Donne incinte e toxoplasmosi. Come evitarla?

Donne incinte e toxoplasmosi. Come evitarla?

8 Marzo, 2017 Off Di Ilenia Rescignano

La toxoplasmosi è una malattia trasmessa da un parassita (Toxoplasma gondii) che, nonostante raramente dia problemi alle persone adulte, è invece molto pericoloso per chi è ancora in fase di accrescimento: feti e bambini.

CHI TRASMETTE LA TOXOPLASMOSI?

Il parassita colpisce quasi tutti gli animali, soprattutto MAMMIFERI ED UCCELLI, anche se il suo ospite principale è il GATTO.

Il CANE può essere ospite definitivo di un parassita detto Neospora caninum, che può dare una malattia simile alla toxoplasmosi.

Per via di queste caratteristiche, chi si deve preoccupare maggiormente di questi parassiti sono le donne incinte o le neo mamme, che dovrebbero evitare… il contatto con gatti e cani?
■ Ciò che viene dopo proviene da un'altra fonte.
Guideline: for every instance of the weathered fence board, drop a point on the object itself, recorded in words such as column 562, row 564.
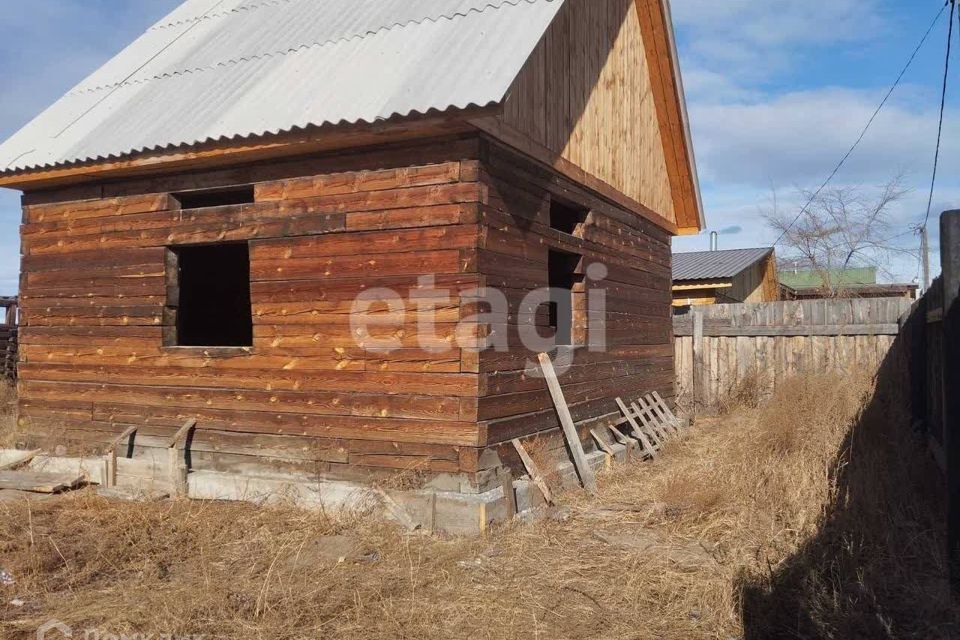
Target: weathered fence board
column 721, row 348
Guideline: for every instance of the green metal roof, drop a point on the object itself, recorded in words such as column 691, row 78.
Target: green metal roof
column 807, row 279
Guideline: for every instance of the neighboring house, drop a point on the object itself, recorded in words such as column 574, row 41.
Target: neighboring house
column 859, row 282
column 202, row 212
column 719, row 277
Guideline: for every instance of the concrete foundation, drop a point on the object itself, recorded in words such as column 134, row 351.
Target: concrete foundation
column 430, row 509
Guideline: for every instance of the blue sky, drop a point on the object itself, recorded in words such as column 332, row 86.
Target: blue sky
column 777, row 92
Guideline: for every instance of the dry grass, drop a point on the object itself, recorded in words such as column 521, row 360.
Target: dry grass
column 8, row 410
column 758, row 525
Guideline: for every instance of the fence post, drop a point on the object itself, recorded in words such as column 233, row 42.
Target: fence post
column 699, row 395
column 950, row 262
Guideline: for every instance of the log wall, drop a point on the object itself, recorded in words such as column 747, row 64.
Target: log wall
column 94, row 297
column 764, row 344
column 515, row 242
column 8, row 338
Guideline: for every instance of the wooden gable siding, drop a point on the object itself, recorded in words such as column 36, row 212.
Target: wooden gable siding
column 515, row 240
column 586, row 95
column 94, row 294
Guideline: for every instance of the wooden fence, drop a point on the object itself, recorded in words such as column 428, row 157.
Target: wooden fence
column 721, row 348
column 8, row 338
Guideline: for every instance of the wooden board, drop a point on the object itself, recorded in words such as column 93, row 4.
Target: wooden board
column 533, row 471
column 584, row 469
column 638, row 432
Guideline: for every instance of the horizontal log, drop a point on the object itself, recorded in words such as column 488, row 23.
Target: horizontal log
column 719, row 331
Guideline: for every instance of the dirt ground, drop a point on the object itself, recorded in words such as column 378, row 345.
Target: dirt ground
column 810, row 516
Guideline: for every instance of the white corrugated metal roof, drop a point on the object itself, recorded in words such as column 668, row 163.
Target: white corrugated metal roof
column 222, row 69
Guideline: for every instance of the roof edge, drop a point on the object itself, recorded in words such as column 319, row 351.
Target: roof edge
column 684, row 117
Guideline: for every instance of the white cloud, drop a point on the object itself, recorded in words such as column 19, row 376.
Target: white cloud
column 796, row 138
column 751, row 40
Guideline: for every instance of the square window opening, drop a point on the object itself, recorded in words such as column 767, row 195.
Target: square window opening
column 565, row 289
column 215, row 197
column 212, row 302
column 567, row 217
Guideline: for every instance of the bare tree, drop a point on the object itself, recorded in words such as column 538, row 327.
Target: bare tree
column 841, row 228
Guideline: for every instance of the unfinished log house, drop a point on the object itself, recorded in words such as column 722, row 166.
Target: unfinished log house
column 200, row 215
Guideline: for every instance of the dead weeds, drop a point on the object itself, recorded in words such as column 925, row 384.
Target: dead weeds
column 753, row 526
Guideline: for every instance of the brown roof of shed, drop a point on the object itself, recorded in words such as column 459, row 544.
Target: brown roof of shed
column 716, row 265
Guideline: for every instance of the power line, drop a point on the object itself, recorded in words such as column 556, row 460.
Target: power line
column 863, row 133
column 943, row 106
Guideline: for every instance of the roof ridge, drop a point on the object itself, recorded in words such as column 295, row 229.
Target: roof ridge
column 490, row 4
column 253, row 6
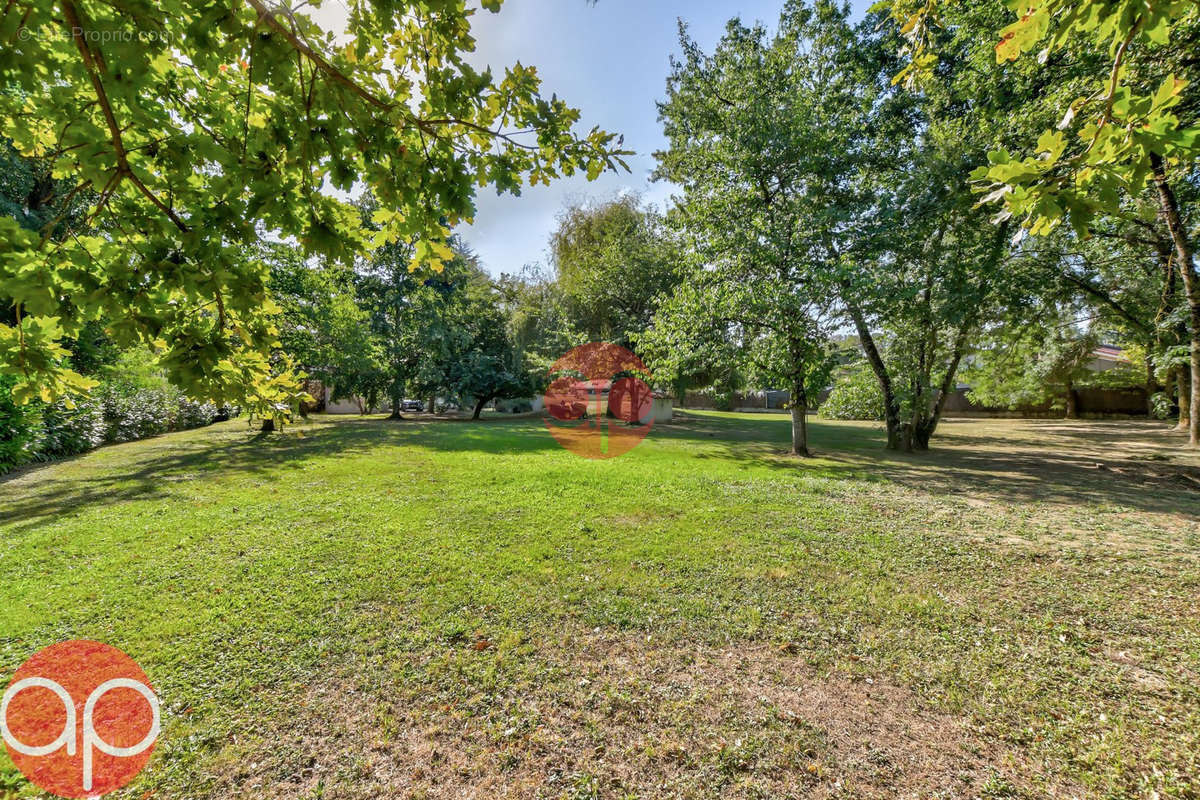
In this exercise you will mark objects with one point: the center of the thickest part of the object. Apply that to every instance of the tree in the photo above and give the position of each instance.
(613, 260)
(202, 126)
(925, 268)
(387, 290)
(1128, 136)
(322, 326)
(463, 337)
(762, 142)
(769, 331)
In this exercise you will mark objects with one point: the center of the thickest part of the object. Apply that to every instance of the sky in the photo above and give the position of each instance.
(609, 59)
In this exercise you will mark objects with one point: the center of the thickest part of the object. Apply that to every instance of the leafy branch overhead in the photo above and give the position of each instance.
(1105, 142)
(202, 128)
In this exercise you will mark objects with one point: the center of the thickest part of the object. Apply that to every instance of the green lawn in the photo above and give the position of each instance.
(433, 609)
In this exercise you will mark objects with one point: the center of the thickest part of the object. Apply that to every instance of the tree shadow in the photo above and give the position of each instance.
(1131, 463)
(147, 469)
(1134, 464)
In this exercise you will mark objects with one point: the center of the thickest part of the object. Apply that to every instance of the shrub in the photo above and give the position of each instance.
(21, 427)
(66, 431)
(136, 413)
(856, 396)
(192, 414)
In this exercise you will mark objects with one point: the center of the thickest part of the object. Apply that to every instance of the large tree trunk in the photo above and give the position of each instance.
(1183, 254)
(799, 422)
(1183, 376)
(891, 404)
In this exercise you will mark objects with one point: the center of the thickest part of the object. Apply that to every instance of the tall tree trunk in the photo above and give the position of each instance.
(479, 407)
(891, 404)
(925, 432)
(799, 421)
(1152, 386)
(1183, 376)
(1183, 254)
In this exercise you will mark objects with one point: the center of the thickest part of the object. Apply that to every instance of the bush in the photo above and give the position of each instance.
(136, 413)
(21, 427)
(66, 432)
(856, 396)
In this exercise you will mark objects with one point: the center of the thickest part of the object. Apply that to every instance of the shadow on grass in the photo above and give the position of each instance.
(1012, 462)
(1127, 463)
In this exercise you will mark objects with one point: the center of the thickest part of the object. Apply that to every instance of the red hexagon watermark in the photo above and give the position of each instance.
(79, 719)
(599, 401)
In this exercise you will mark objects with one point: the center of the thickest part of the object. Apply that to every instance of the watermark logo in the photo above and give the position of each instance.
(79, 719)
(599, 401)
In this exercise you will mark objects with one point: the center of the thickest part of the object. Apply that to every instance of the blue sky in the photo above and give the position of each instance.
(610, 60)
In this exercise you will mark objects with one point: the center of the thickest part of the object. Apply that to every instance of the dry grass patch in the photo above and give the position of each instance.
(607, 715)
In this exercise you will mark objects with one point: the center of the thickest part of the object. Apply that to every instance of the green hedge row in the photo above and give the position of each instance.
(115, 411)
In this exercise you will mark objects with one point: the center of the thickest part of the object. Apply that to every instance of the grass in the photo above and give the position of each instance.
(364, 608)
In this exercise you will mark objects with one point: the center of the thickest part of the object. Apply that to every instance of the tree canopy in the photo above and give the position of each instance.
(202, 127)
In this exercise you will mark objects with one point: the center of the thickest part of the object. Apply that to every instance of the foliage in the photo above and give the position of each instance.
(202, 126)
(1127, 131)
(323, 326)
(613, 262)
(19, 428)
(760, 137)
(855, 396)
(463, 337)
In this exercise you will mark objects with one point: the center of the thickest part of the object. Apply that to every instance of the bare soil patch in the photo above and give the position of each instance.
(619, 716)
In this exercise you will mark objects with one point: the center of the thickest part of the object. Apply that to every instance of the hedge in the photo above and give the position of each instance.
(115, 411)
ASSOLUTAMENTE NO!

Il gatto domestico, se sano e regolarmente vaccinato e sverminato, non trasmette nessun tipo di malattia all’uomo, nemmeno attraverso il graffio.

Stesso discorso vale per i nostri cani tenuti in casa o in giardino e regolarmente controllati e curati.

Qui le indicazioni del CVS sulla sverminazione – Endoparassiti: ci sono ma non si vedono

INDICAZIONI PER LE DONNE IN GRAVIDANZA

Se è in programma una gravidanza, quello che va assolutamente evitato è toccare le feci del nostro cane o gatto.

Inoltre, questi parassiti hanno bisogno di 4 giorni circa per svilupparsi nelle feci, quindi la toxoplasmosi si può contrarre solo se non si pulisce la lettiera del gatto o le feci del cane tutti i giorni e poi dopo averle toccate ci si mette le mani in bocca o si mangia senza essersele prima lavate (insomma, contrarlo tramite questa via è abbastanza improbabile).

Pulire i bisognini del cane o del gatto (o di altri animali che si possono avere in casa) è un compitino che delegheremo volentieri ai signori mariti, i quali preoccupati come sono per ogni inezia che possa compromettere la salute del futuro bambino, lo eseguiranno sicuramente di buon grado  😉

Recintare gli orticelli casalinghi per evitare che animali domestici e selvatici facciano i bisogni tra le verdure.

Un’altra cosa che bisognerebbe evitare in gravidanza è il CONSUMO DI FRUTTA E VERDURA LAVATA MALE.

Ricerche mediche dimostrano che il rischio più alto di toxoplasmosi per le donne in gravidanza deriva dalle feci di uccelli o roditori (ma anche gatti e cani) sulle verdure che mangiamo.

Per questo bisognerebbe recintare eventuali orticelli domestici per evitare che animali selvatici o domestici possano “liberarsi” in prossimità della nostra insalata e lavare sempre molto bene la frutta e la verdura che acquistiamo.

SCOPRIRE SE IL GATTO HA LA TOXOPLASMOSI

E se il nostro gatto o cane non sta bene?

In caso di problemi intestinali (sono parassiti che danno soprattutto diarrea), ma anche se notiamo altri sintomi, la cosa migliore è farlo visitare dal veterinario.

Se programmiamo una gravidanza, possiamo richiedere al veterinario test specifici per la ricerca del toxoplasma.

Una volta accertato che il nostro amico non ha questo pericoloso parassita o che ha già sviluppato l’infestione in passato, non dovremo modificare le nostre interazioni con lui nè il nostro stile di vita in alcun modo, anche se c’è un bimbo in arrivo.